2D Barcodes Help Track GaN Production Chip Origins
Cambridge GaN Devices has released the first-ever GaN devices with individual 2D barcoding to assist with die-level data collection for process, reliability, and quality improvement.
Cambridge, U.K. start-up Cambridge GaN Devices (CGD) has released the first-ever production of gallium nitride (GaN) power chips with 2D barcoding incorporated in the top marking to allow ICs to be uniquely identified by a commercial code reader.
2D barcoding on a packaged GaN device. Image used courtesy of CGD
Barcode identification will allow for the easy and rapid tracking of each chip (die) within CGD’s packaged power devices beyond standard wafer and assembly lot information, including the specific location of the wafer and where the die originated.
Die-level tracking will assist CGD with collecting precision quality and performance data to improve process ruggedness, reliability, and production yields.
Better Data to Improve Reliability and Yields
While CGD believes they already have sufficient performance data to demonstrate the ruggedness and reliability of their ICeGaN HEMT (high electron mobility transistor) technology, according to CEO Giorgia Longobardi, GaN processes are still relatively new compared with silicon, so more proactive steps are required to demonstrate their reliability.
With easy-to-read barcoding on the top of each production IC, quality information can quickly be communicated back to manufacturing and production teams to implement process improvements that directly impact device quality, reliability, and production yields.
These initiatives are particularly important as GaN devices scale to higher production levels, where the scope of any reliability or yield issue will be much greater, impacting device costs, availability, and, potentially, customer applications in the field.
Semiconductor wafer manufacturing. Image used courtesy of Emerson
Importance of Wafer Location
Zahid Ansari, CGD’s VP of Operations, stated it is well known that die harvested from the edges of a semiconductor wafer tend to have lower production yields due to higher defect densities. This means that comparatively fewer die from these areas can successfully pass through the testing process and make it to final inventory as production units.
Semiconductor wafer mapping. Image used courtesy of Onto Innovation
As production yields drop, costs increase, thus hurting margins for the manufacturer and raising costs for end customers who inevitably bear some of the burden through cost pass-throughs.
By tracking production yields and relaying individual die quality information in near real-time to manufacturing teams, adjustments can quickly address problem areas and recover yields.
Designing a semiconductor chip starts with the process selection. The semiconductor wafer is developed through a step-by-step process that forms the individual devices, or circuits, within the wafer.
As a first test, each die (IC) within the wafer is tested with a probe system to identify faulty die resulting from wafer defects. The wafer is then “sliced” into individual die, and the “known good die” are passed along for either package or wafer-level assembly.
After final assembly, the part is passed through a final automated test program to verify it meets performance specifications before being released to inventory for eventual commercial sale.

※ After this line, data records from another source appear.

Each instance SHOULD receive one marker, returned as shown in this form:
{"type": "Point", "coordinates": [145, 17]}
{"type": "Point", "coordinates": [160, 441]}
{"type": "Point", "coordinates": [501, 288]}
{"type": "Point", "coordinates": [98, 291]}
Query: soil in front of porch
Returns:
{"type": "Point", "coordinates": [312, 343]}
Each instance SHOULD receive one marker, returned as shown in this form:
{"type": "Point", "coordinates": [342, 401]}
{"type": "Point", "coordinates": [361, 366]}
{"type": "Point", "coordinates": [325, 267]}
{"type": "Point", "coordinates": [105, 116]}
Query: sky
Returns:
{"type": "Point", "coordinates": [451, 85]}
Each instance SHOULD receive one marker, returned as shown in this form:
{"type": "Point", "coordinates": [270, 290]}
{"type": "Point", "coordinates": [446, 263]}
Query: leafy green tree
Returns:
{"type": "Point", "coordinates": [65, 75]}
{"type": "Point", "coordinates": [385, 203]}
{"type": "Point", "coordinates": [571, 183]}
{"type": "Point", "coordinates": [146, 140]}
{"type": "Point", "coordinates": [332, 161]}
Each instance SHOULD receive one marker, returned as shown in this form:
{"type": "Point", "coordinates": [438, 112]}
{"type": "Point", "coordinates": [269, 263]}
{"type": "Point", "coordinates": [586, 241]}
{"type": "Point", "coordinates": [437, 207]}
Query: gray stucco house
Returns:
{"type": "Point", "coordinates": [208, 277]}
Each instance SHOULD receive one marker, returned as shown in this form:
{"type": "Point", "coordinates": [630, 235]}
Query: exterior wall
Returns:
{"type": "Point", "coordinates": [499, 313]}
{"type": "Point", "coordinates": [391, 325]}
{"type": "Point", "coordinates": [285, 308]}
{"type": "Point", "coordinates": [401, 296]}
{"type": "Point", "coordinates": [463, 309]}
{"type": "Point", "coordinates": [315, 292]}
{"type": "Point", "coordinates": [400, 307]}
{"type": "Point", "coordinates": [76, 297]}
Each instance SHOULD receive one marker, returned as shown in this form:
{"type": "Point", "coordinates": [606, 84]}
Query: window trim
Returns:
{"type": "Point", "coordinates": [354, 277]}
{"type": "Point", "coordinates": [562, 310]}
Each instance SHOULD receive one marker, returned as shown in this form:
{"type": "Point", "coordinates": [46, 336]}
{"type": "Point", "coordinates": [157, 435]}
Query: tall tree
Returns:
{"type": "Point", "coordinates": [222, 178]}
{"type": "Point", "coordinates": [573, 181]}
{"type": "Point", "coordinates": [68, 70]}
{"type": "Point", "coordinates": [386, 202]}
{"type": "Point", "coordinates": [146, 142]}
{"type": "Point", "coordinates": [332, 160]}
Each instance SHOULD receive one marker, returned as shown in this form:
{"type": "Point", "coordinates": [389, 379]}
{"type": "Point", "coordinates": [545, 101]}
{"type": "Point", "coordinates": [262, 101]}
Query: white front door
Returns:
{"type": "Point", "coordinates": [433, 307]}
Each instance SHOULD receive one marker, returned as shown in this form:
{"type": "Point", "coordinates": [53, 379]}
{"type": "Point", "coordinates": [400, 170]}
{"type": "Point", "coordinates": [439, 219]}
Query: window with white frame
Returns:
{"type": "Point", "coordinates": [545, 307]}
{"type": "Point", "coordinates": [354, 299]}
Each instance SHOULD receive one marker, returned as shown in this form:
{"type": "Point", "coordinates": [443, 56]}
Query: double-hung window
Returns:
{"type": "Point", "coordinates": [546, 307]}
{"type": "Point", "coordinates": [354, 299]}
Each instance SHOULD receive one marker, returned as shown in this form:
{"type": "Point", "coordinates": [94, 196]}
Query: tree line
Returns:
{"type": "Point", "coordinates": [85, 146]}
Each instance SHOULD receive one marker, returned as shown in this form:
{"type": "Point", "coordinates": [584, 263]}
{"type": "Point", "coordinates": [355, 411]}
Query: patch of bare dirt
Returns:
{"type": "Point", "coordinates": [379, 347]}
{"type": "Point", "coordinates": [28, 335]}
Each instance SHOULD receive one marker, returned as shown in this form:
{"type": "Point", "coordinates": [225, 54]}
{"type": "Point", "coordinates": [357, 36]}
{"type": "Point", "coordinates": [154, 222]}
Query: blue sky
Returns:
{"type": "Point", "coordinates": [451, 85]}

Integrated circuit (IC) production testing. Image used courtesy of National Instruments
Reducing the number of bad die and identifying them early in the manufacturing process improve production yields and help to maintain costs. For newer products and technologies, like GaN, optimizing device yields can take time and many production iterations.
Despite rigorous testing at the wafer level and final assembly, some flawed units will escape detection and find their way into customer applications. These “field failures” are typically returned to the factory for decapsulation and imaging by the QA (quality assurance) team to determine the cause of the failure.
Field failures are often the result of improper use of the device. One example is engineering overstress (EOS), where the specified limits of the device, such as withstand voltage and short-circuit current, are exceeded. For other cases, identifying the origins of a die via an easily readable barcode can help the manufacturer develop a clearer picture of potential process issues that may be impacting the field reliability of their devices.
IC decapsulation and imaging. Image used courtesy of Silconic
Integrated Circuit Enhancement Mode GaN (ICeGaN)
GaN-based circuits offer high power densities with fast switching speeds and good efficiency. However, GaN devices can be difficult to work with, requiring specialized drive circuits that add to design complexity, component count, and cost.
Switching supply schematic with ICeGaN device. Image used courtesy of CGD
With ICeGaN, negative voltages are not required for device shutdown, eliminating the need for costly and complex conversion and clamping circuits that standard silicon devices do not require.